Pas moins de 165.000 destructions d’emplois en 3 mois. Un taux de chômage qui s’installe au-dessus de 10%. Des sorties progressives du marché du travail. Les données de l’emploi qui s’assombrissent de trimestre en trimestre ne semblent pas préoccuper les décideurs politiques tant que la croissance, les investissements et les exportations pointent vers le haut. Pourtant, les tendances démographiques et migratoires à l’oeuvre pourraient bien arriver comme un chien dans un jeu de quilles.

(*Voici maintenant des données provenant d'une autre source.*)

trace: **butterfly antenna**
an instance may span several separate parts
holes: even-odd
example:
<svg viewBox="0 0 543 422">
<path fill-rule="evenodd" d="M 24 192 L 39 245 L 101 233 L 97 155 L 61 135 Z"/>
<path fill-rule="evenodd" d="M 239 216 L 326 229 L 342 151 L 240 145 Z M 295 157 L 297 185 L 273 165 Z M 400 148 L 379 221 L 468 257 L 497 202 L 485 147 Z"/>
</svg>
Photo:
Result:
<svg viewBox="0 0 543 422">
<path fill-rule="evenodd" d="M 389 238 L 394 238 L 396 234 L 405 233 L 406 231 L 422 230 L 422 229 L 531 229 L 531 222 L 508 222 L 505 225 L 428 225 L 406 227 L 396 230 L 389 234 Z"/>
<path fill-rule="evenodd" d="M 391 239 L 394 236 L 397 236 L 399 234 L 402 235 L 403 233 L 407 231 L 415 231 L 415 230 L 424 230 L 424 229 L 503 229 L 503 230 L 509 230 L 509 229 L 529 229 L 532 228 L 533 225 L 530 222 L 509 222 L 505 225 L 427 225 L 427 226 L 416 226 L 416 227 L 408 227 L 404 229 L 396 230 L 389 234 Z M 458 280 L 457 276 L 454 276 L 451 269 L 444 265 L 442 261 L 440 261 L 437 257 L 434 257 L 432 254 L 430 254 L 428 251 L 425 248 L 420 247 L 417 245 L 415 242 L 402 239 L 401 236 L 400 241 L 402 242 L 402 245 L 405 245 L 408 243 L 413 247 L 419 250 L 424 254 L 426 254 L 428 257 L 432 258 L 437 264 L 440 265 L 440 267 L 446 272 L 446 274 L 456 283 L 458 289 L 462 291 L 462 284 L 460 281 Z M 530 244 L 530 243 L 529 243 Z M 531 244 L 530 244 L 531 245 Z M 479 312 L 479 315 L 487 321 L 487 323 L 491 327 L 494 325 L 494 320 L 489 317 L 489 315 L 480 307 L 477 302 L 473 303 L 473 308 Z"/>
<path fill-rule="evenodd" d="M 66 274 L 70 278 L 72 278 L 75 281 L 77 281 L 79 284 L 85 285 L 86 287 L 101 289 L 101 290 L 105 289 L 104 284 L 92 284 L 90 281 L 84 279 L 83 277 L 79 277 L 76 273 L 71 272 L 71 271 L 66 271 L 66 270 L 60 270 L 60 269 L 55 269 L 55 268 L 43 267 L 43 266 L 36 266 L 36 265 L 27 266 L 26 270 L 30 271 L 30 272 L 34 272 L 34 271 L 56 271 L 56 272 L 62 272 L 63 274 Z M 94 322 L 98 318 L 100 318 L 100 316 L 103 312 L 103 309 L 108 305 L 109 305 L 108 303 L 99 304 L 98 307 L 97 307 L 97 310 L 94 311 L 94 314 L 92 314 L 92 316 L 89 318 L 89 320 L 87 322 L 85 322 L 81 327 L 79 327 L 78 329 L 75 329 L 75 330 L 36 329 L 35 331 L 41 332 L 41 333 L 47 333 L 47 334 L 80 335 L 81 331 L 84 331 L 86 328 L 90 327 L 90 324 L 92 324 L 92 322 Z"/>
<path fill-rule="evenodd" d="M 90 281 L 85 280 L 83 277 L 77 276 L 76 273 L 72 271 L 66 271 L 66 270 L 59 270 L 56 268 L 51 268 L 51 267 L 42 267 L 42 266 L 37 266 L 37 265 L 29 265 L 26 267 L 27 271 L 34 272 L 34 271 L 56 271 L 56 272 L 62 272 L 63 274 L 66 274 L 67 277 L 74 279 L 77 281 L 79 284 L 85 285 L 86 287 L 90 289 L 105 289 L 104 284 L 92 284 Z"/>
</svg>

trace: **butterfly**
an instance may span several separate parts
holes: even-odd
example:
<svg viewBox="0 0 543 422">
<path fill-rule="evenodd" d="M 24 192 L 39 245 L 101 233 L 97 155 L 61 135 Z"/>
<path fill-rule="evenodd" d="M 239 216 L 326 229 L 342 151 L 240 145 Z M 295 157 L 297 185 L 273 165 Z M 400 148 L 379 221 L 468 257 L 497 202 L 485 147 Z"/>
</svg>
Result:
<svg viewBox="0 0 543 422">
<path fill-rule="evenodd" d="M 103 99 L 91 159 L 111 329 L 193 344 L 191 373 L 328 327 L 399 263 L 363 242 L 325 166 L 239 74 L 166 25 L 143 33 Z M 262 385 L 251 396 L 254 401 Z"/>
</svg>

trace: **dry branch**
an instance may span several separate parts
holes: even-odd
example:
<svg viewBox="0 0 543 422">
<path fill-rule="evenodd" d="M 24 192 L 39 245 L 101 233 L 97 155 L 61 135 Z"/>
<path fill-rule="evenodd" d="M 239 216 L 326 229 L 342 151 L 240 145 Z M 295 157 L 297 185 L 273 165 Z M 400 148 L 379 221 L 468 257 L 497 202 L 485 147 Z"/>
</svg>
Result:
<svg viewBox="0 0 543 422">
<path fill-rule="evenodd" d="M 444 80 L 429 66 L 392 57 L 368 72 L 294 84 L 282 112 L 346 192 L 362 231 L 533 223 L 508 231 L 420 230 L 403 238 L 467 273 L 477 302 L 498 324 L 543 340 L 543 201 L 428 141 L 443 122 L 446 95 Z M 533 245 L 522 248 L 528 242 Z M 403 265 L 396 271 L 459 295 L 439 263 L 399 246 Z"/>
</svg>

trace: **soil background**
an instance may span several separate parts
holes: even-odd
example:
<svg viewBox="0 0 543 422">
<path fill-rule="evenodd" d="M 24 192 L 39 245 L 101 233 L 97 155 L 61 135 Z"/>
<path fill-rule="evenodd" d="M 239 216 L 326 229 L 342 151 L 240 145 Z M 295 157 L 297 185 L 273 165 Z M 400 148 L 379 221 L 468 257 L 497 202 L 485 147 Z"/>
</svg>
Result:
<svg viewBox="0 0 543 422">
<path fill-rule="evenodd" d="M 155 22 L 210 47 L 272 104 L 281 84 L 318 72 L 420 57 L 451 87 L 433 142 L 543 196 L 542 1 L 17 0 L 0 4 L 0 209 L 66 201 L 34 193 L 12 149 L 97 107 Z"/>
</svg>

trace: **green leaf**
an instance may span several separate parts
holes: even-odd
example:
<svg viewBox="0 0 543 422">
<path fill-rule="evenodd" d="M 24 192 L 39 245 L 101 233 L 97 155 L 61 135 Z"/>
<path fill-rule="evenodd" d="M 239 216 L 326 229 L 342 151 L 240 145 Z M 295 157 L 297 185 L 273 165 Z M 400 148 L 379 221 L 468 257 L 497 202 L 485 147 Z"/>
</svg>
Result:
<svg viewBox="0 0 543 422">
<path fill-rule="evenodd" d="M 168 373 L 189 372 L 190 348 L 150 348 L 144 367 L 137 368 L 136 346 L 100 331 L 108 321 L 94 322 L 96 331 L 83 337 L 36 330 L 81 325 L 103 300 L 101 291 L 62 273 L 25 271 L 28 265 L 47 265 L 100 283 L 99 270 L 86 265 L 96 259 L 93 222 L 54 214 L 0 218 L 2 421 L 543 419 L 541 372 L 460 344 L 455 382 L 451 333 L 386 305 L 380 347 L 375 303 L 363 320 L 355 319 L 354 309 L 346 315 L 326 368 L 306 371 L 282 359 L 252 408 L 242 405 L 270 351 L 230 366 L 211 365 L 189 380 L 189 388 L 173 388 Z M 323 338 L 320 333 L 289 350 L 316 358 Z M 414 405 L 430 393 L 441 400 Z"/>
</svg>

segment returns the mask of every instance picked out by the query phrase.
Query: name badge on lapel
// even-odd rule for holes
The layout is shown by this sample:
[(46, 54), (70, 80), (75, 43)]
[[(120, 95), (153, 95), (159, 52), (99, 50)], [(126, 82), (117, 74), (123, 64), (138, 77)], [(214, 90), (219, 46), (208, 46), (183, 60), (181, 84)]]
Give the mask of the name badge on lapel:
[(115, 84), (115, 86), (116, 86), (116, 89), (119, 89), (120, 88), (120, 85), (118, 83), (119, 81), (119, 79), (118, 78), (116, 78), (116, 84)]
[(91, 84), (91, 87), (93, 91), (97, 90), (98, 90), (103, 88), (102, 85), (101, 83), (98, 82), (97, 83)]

D’un côté, le pic d’arrivées sur le marché du travail va survenir dans les deux ou trois prochaines années. Il correspond au pic de naissances survenu 25 ans plus tôt au début des années 90. La question est de savoir si le modèle économique pourra d’ici là créer suffisamment d’emplois pour intégrer cette génération.
D’un autre côté, on observe, dans le recensement 2014, un ralentissement de la transition démographique et une inversion des faits de nuptialité, des tendances qui ont pu être interprétées comme les prémisses d’une contre-transition démographique.
Un autre aspect de la problématique est le phénomène migratoire. Le Maroc est une terre d’émigration avant d’être une terre d’accueil. Or, l’afflux massif de réfugiés en Europe occidentale joue négativement sur les opportunités de migration marocaine.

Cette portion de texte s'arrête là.